Swell Energy is really expensive. IMHO, the best price is to go though Tesla/Solar City directly. But if you are locked into SGIP Step one, then you may want to stay put (if you value the battery backup), For my pricing in the SF Bay area (gross numbers):

  • Swell Energy ($12,XXX = 1 Powerwall, $20,XXX = 2 Powerwall)
  • Solar City/Tesla = $7,693 = 1 Powerwall, $13,774= 2 Powerwall)
The Intent of the SGIP program is to offset the solar "duck curve" and encourage self consumption. You can save money on a slight rate arbitrage of your utilities' time of use rate. Fill the battery with morning "off-peak power" to mitigate afternoon "peak power" use. If you produce more that the battery can store, you can still sell the excess to the utility. Useful when you are not home (working or vacation). You can then use the battery "off-peak power" during Peak power" and evening "off-peak power" usage. This is especially useful for users on one meter.

For your particular use case (bottom line), it may not make sense to install a battery system since you are a net exporter and you already have a separate meter for EV use. Based on an out of pocket cost of $8,500, you would have to "save" an average of $850 a year over 10 years (warranty period). You'll have to make your own calculation, but there are estimates in the $300-$600 range out there.

If you favor the whole house backup more and/or self-consumption, then it may be OK to still get the batteries.
 
...arbitrage...

I have no experience but I have a vague idea.

Yes. Charge your battery at night with cheap price and discharge your battery on daylight when the price is at its peak to take advantage of price difference which is what you call "arbitrage" so you can make money: buy low, sell high.

I think you can make money in Europe but in the US, utilities do not want competition and they don't like the idea that homeowners would make money with electricity.

They would have rules, laws, fees, psychological warfare (they call owners "grid parasites") to decrease a chance for a home owner to make money.

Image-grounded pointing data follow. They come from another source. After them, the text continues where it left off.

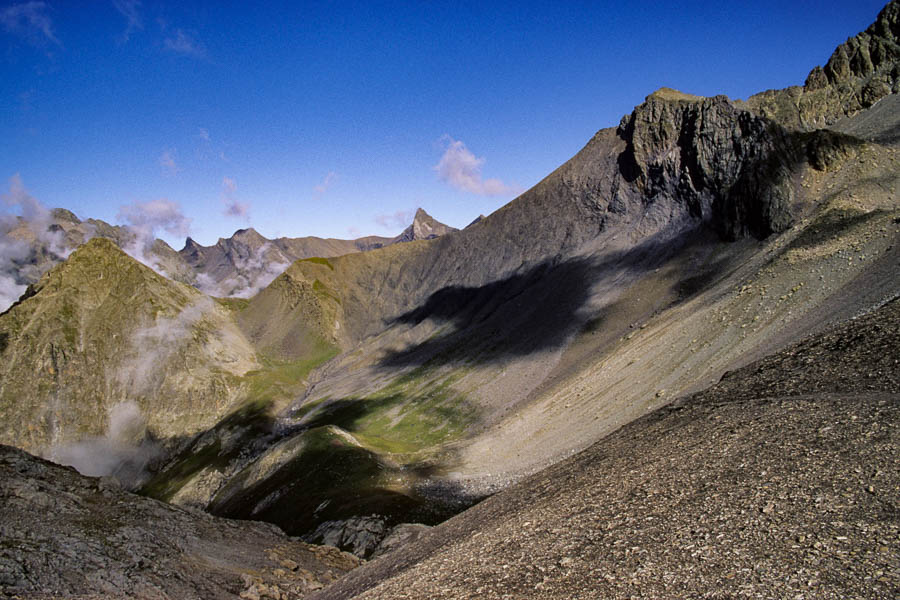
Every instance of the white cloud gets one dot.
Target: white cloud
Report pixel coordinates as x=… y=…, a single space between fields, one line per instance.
x=168 y=164
x=233 y=207
x=401 y=218
x=144 y=220
x=462 y=170
x=252 y=273
x=15 y=253
x=130 y=9
x=124 y=452
x=30 y=21
x=185 y=44
x=326 y=183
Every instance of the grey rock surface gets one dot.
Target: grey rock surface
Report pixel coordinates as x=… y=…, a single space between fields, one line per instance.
x=63 y=535
x=780 y=482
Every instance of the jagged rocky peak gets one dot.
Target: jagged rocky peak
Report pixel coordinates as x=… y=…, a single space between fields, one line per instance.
x=190 y=245
x=724 y=164
x=423 y=227
x=249 y=237
x=859 y=73
x=666 y=93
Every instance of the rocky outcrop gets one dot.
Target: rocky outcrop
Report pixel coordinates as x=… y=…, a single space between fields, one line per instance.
x=245 y=263
x=68 y=536
x=358 y=535
x=860 y=72
x=728 y=166
x=780 y=482
x=101 y=329
x=423 y=227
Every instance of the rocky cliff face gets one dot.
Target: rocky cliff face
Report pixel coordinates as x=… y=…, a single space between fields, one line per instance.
x=860 y=72
x=101 y=329
x=726 y=165
x=245 y=263
x=423 y=227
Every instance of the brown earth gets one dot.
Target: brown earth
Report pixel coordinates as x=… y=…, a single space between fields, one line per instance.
x=781 y=481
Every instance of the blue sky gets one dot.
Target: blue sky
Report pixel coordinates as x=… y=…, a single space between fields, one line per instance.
x=339 y=119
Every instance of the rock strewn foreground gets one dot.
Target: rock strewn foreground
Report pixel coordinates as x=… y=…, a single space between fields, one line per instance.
x=756 y=488
x=63 y=535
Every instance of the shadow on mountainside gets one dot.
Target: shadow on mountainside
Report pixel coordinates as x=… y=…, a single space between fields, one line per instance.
x=541 y=308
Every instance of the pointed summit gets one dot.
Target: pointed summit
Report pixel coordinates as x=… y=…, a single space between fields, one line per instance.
x=423 y=227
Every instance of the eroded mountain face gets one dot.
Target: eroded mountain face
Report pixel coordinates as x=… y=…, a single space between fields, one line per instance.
x=69 y=536
x=408 y=380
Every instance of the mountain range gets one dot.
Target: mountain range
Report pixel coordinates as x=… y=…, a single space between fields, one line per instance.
x=551 y=357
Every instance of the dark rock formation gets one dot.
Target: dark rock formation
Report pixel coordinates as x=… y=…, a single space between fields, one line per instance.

For example, if it's solar, they would make sure to send their people out to inspect the size to make sure it is small enough so you cannot make a profit once it's activated.

With battery, I think they might have a rule to negate the ability for owner's arbitrage as well. I am not sure, but they may switch to a pricing system that they charge you a lot for getting their electricity from the grid but they would pay you back very little from your battery so that in practice, you actually buy high and sell low which means the utilities would be the one that benefit from arbitrage or price difference, not you.
 
So under current rules, can I potentially use the PW2 to "make money" off of SDG&E to lower the overall cost of the project?
Under NEM rules, I do not think that you can export anything except solar energy. Historically, I believe this has held up residential storage project approvals by the utility as they wanted assurances that this couldn't be done.

I wonder if this is what's delaying the release of TOU arbitrage settings for the Powerwall.

Is this what they call "arbitrage"? It seems that if we can "program" the PW2 software to sell to the grid during peak and recharge during super-off peak, the average differential between rates under EV-TOU2 is something like $0.31 summer and $0.02 winter, per my calculation, with 2 PW2 27 kwh capacity, it will potentially "make" $4.45/day or $1600 a year.
Don't forget that the Powerwall 2 is about 90% efficient round trip. So if you put 10 kWh into it, you only get 9 kWh out. This almost wipes out any financial incentive for arbitrage in the winter (about $0.0056 / kWh) and reduces potential net profit in the summer from $0.306 / kWh to $0.256 / kWh.